Today eight years ago, the original iPhone went on sale in the United States after a 6-month period of unprecedented hype triggered by its January 9, 2007 introduction. Like most other Apple products were panned as duds but went on to become smash hits, the Apple smartphone was universally dismissed.
Then industry heavyweights such as Nokia, RIM and Palm—with a little help from shortsighted technology press—ridiculed the device for its poor (by non-smartphone standards) battery life, multitouch interface, software keyboard and many other features that were ahead of its time.
In retrospect, rivals' knee-jerk reaction to the iPhone, coupled with their risk aversion and stubborn insistence on old ways of doing things, contributed to their incredibly fast undoing.

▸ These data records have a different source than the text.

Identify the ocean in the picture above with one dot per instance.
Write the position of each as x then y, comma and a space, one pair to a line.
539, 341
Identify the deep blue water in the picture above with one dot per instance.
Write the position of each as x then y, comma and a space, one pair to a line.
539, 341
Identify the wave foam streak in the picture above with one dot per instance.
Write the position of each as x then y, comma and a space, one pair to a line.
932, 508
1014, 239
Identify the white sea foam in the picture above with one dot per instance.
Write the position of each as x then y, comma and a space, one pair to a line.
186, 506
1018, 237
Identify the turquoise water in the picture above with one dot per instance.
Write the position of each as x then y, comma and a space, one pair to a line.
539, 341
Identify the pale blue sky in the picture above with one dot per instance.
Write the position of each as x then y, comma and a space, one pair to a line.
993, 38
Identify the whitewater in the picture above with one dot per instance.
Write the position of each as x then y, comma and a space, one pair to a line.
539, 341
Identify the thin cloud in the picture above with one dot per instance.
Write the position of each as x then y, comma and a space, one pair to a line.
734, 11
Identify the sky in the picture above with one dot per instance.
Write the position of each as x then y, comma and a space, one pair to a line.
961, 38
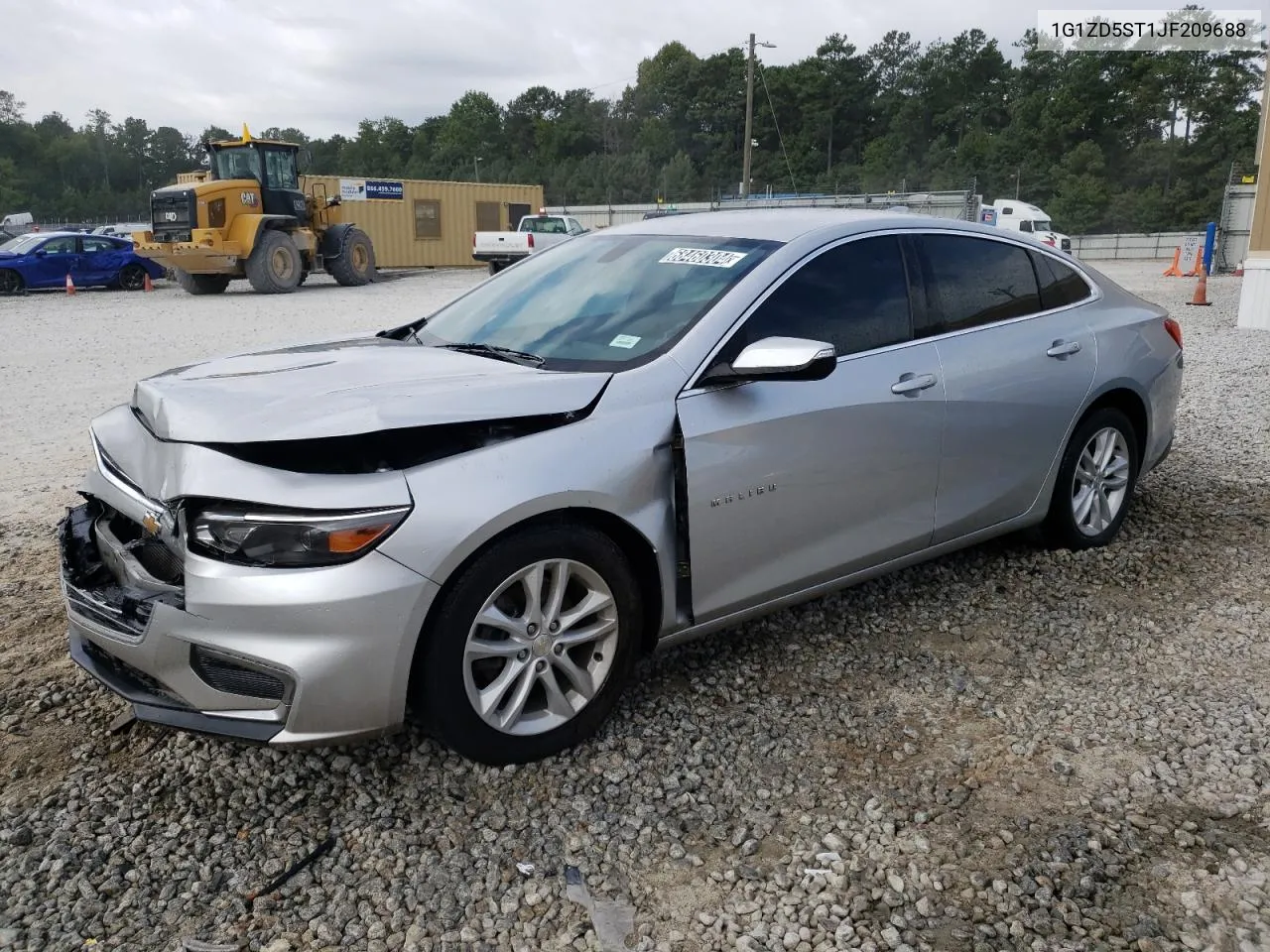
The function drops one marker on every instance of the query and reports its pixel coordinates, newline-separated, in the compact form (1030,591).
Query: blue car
(44,261)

Doomsayers notwithstanding, the device went on to sell hundreds of millions of units worldwide (726 million units to date, to be precise), becoming the de facto gold standard for smartphones. And while the iPhone is now common sight in all corners of the globe, its beauty isn't that it invented, but re-invented the hopelessly-out-of-touch (to quote T-Mobile CEO) industry.
It gave the sleepy, self-absorbed wireless carriers—and handset makers, their partners in crime—a much needed kick in their butt for not listening to consumers' needs at all. Sure, there were smartphones before the iPhone but they looked like they were designed by committees (which they actually were) and one needed a user manual to master them.
There were phones with touchscreens before the iPhone but none implemented the sensation and immediacy of touch so elegantly and seamlessly as Apple's device. There were also mobile app stores, of sorts, before the App Store. But none has offered the ease of use and instant gratification of tapping a colorful icon to have an app arrive wirelessly on your Home screen.
No smartphone other than the iPhone has managed to consistently earn highest customer satisfaction scores to this date. And as we've witnessed, in the process of doing so the iPhone has turned the largely written off, beleaguered computer maker from Cupertino into the most powerful corporation in the world, one that can easily sway whole multi-billion dollar industries with their decisions.